Monde: Les Rohingyas qui ont fui les exactions en Birmanie pour se réfugier au Bangladesh ont été victimes de viols et d’assassinats « atroces » perpétrés par l’armée birmane, a rapporté une responsable de l’ONU qui s’est entretenue avec des membres de cette minorité musulmane.
A l’issue d’une visite de quatre jours au Bangladesh, où elle les a rencontrés, Yanghee Lee, l’envoyée spéciale de l’ONU en Birmanie, a jugé que les violences subies par les réfugiés Rohingyas étaient « bien plus répandues » que ce qu’elle pensait jusqu’alors.

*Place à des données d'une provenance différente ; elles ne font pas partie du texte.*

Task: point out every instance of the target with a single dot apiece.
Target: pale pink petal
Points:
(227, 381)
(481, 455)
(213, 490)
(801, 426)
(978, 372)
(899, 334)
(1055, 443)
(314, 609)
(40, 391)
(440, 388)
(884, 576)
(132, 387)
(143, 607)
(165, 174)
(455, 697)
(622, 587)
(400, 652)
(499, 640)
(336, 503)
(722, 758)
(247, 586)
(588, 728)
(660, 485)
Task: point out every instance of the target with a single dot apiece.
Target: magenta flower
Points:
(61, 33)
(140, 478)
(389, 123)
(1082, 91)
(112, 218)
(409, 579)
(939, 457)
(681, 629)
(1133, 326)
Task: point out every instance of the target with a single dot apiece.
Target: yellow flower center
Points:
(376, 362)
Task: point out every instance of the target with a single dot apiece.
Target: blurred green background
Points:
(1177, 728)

« Tous les récits que j’ai entendus sont atroces, sans aucune exception », a-t-elle déclaré dans un communiqué.
Une réfugiée rohingya lui a ainsi raconté que sa maison avait été incendiée, alors que son fils était toujours à l’intérieur. « Elle l’a entendu appeler son nom en hurlant. Elle est parvenue à le secourir, mais des cicatrices sont désormais gravés sur tout son corps – des cicatrices que j’ai vues de mes propres yeux », a expliqué Mme Lee.
Les réfugiés ont aussi évoqué des soldats tuant leurs victimes en leur tranchant la gorge, des viols collectifs et des enfants en bas âge jetés au feu.
En un peu plus de quatre mois, environ 73.000 Rohingyas sont arrivés au Bangladesh. Ils ont fui la campagne engagée à leur encontre par l’armée birmane en octobre dernier dans l’Etat Rakhine (ouest) après des raids meurtriers de groupes armés contre des postes-frontières.
Les Nations unies dénoncent une vaste entreprise de répression « généralisée et systématique » menée essentiellement par l’armée à l’encontre des Rohingyas et ayant abouti à un « nettoyage ethnique » et « très probablement » à des crimes contre l’humanité.


Traités comme des étrangers en Birmanie, un pays à plus de 90% bouddhiste, les Rohingyas sont apatrides même si certains vivent dans le pays depuis des générations.